We arrived in Atlanta around 5:00pm. Not yet hungry for dinner, but knowing that this was our chance for the famous Fat Matt’s. So, we decided to get ours to go so we could go for a run and work up an appetite. This concerned me a bit because BBQ is always best when it is fresh. One of the things that struck me right away was the hole-in-the-wall quality if this place. It already felt special when we walked up. The sad thing about special hole-in-the-wall places is that they can become commercialized after they are “discovered”. And trust me, Fat Matt’s has been. Four Rivers in Orlando is a prime example. It started as a hole, and then people started raving about it, now its fallen prey to chain-dom. The first step in that process was moving out of the hole that occupied the tattered wall. Then you lose consistency in the food. Well, Fat Matt’s gets props from me for just having the guts to stay put. The other great thing: menu simplicity. When it comes to BBQ, options are overrated. If you do something well, stick to that thing. And that is why I call what Fat Matt’s has to offer simplicity, and not lack of choice. The menu options were highlighted by a member of the Fat Matt team. Speaking of the team, they were super friendly and helpful. I felt welcomed when I walked in and appreciated when I left – that is a HUGE thing for me.
There is
a saying where I come from, “So good, it made me want to slap my Mama.” Friends, this was Mama slappin’ good
BBQ. Doug and I almost always share our
food, so I always get to taste a little bit of everything. Tonight we ordered the chopped pork, ribs,
rum spiked beans, and a small side of Brunswick stew (have I actually died and
gone to heaven? 2 BBQ joints with
Brunswick stew?). My favorite part of
the meal was the nice little, steady blanket of heat that covered my
tongue. It was the perfect level of
spice for BBQ.
Meats.
The chopped pork was perfection. I would
love to know what they put on that pork shoulder because that was exactly how I
like mine – vinegary, warm spice level, tender mouthfeel, and savory with a
hint of sweet. Many times pulled pork
can be over-sauced and sticky sweet, but this was well balanced and had a
little black pepper bite to it. The ribs
were outstanding.

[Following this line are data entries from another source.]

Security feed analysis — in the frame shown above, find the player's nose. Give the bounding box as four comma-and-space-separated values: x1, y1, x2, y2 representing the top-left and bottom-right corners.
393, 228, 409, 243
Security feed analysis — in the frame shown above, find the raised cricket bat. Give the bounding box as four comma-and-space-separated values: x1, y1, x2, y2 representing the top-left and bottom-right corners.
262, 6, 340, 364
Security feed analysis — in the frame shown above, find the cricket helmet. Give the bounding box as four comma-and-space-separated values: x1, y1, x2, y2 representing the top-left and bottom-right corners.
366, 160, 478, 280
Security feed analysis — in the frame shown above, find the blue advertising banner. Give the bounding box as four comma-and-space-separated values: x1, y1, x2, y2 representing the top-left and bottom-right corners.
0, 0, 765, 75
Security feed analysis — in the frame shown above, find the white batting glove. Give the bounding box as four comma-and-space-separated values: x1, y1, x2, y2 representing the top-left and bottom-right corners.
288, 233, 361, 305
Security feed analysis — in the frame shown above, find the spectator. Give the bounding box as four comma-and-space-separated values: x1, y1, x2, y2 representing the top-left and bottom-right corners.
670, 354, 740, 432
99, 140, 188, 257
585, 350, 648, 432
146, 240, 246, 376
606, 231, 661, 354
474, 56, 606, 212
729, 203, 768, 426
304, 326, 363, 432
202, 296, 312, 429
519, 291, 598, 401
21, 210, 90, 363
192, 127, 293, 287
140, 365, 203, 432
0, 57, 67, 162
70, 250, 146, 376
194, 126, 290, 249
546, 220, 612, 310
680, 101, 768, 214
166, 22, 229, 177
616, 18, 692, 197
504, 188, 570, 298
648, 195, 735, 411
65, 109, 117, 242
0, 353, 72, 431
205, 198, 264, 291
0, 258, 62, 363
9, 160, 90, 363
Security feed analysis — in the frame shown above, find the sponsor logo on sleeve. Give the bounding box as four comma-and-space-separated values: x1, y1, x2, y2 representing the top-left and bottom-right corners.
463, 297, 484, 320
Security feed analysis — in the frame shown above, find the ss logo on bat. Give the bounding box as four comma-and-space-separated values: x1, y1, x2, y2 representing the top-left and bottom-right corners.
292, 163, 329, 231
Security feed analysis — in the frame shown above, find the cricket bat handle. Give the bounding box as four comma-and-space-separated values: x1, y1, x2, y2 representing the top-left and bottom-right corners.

They had a lovely char
on them, but were tender and falling off the bone. The smoke flavor permeated through the meat
and they had a little bit of the sauce brushed on them during cooking, which
gave them a nice caramelized crust. If I
am ever in Atlanta again I will definitely be back.
Sides. As I said in an earlier post, I have never
been a fan of BBQ baked beans. Fat Matt,
you have changed my mind. These beans
were very good. The rum added a sweet
caramel-ly flavor, but they were tangy and left a little tingle on my tongue. Plenty of onion and black pepper. A very nice twist on a classic. The Brunswick stew was really good. It was meaty and smoky and had that perfect
blend of BBQ and vegetable soup flavors.
The meat and vegetables were very finely chopped, making the bits and
pieces almost indistinguishable from one another. It was not as pretty as the stew at the Smokn'
Pig, but it was quite tasty.
Sauce.
No sauces to choose from, Fat Matt’s keeps it simple once again. One sauce, THE sauce. This is most definitely a house made
sauce. It still had chunks of onion and
tomato in it. A nice zesty tomato base
with paprika, black pepper, maybe a little red pepper, hints of brown sugar.
Perfect. I wanted to lick the little
plastic cup it came in.
My final
parting words about this BBQ: Keep on keeping it real Fat Matt.